We love Puppeteer and use it to power our API!

We don't compete with Puppeteer/Playwright/Selenium but we're focused on solving the problem of hosting Chromium browsers in the cloud.

The workflow jump we've seen ourselves and from customers is that it's pretty straightforward to build these scripts locally, but the moment you want to run them in prod, you now need to deal with a ton of overhead around packaging up to docker, resource management, scaling, etc. We want to make that trivial :)

▲

bleachpedro3 9 hours ago | parent | next [-]

So this is the Vercel approach to web bots? Hopefully less predatory aha..

	▲	huss97 8 hours ago \| parent [-]
		haha, I love this analogy! If we can do for deploying web automation to prod what Vercel did for deploying front-ends, I'd be a happy camper. With even friendlier pricing of course :P

▲

cranberryturkey 8 hours ago | parent | prev [-]

I have never had any issues running puppeteer on a server, what problems are you solving that would arise?

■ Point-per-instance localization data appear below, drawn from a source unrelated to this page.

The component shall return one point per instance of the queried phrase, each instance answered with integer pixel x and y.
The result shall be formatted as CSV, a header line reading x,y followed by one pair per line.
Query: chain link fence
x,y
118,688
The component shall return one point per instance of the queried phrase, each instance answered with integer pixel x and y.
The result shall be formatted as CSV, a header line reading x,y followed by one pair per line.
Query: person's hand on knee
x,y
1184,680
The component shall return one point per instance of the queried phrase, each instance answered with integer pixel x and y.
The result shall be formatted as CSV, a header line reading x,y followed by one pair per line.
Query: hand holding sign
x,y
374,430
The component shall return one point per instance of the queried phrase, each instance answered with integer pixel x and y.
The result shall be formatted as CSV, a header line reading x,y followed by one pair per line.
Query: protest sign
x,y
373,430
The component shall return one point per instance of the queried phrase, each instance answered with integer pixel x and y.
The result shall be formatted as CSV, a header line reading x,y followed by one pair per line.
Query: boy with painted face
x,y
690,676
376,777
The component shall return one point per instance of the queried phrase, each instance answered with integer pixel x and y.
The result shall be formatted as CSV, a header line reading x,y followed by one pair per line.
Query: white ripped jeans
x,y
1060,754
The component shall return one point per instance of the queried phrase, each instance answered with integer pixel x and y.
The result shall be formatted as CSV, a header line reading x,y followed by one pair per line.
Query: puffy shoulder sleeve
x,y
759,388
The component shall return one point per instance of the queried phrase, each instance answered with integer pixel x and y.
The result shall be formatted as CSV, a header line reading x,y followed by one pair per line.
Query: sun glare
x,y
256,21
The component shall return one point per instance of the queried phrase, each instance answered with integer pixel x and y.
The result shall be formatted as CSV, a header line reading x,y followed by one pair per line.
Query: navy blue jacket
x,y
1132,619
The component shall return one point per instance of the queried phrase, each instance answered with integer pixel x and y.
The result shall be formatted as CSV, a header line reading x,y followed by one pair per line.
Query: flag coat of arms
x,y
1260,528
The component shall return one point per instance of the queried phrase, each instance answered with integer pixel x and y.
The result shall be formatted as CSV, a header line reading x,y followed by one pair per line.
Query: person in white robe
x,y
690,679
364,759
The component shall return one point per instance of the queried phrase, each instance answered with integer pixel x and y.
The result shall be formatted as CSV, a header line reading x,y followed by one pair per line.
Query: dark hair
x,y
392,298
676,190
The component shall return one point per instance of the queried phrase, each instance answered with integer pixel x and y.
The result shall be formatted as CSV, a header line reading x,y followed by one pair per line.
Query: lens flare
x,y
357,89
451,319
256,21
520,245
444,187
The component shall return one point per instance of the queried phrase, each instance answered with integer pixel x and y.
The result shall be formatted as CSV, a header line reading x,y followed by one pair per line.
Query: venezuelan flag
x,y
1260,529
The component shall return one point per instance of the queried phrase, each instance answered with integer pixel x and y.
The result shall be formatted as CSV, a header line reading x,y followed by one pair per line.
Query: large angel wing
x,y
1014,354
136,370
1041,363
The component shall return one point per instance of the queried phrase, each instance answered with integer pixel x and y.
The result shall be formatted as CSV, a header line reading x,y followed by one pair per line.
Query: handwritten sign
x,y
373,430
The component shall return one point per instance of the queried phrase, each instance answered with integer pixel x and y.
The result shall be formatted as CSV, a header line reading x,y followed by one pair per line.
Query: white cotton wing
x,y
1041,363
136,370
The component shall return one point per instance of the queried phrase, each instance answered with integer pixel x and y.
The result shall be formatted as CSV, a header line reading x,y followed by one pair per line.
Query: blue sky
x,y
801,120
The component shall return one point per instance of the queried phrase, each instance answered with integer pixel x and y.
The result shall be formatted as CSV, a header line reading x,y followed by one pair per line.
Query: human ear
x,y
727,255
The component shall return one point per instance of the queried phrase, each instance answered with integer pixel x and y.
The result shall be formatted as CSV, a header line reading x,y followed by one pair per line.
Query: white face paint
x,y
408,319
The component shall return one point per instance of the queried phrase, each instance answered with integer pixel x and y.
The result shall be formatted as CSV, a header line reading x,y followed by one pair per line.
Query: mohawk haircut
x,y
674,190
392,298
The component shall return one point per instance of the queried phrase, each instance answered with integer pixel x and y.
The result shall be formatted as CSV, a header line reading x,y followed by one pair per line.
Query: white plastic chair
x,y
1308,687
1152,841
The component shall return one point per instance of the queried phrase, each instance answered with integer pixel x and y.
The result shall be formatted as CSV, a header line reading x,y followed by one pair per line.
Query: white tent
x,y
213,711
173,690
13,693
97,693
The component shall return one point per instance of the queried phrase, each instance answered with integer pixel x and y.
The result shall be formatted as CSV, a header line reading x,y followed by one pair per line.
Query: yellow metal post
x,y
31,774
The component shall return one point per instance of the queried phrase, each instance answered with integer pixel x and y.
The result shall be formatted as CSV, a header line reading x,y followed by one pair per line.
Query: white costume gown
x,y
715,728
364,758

	▲	huss97 7 hours ago \| parent [-]
		Yeah, that’s totally fair! Not everybody will. In our experience, the problems we solve are the creeping kind that develop over time and show themselves as maintenance costs. Let’s say we want to add web automation to our app, and we've set up a single instance of Chrome hosted on a server somewhere that we connect to and drive with Puppeteer. Great, now we need to ensure incoming requests/sessions are managed properly (>1 active session). If we have a ton of active requests, this becomes annoying because now the resources on our server are being eaten up — so we would need to scale horizontally (or vertically) but now that comes with potential downtime and cold start issues. If we decide to keep this instance of Chrome running 24/7 then we need to bake in resource management to handle memory leaks and connection issues. If we don’t keep them alive, then this comes with significant cold start times (10s+). Now, let’s say we want to support a real-time scraping use case that requires multiple browsers in parallel. At this point, we would need to use something like Kubernetes with warm pods or maybe lambdas/cloud run. But even those have their own set of challenges/costs. Managing Kubernetes can get complicated and expensive quickly, especially if you’re not already using it for your app. On the other hand, serverless options like Lambda or Cloud Run introduce latency issues (cold starts) and often don’t provide the flexibility you need for long-running sessions or custom configurations. Then, beyond the infra, we'll probably need to build capabilities to not get stopped out by anti-bot measures like proxy mgmt, fingerprint rotation, captcha solving, etc. Pretty quickly, as you grow, a small-scale project can turn into a pretty big maintenance project. Building parsers/agents/scripts is hard enough, so we're hoping to make the infra side as easy as possible.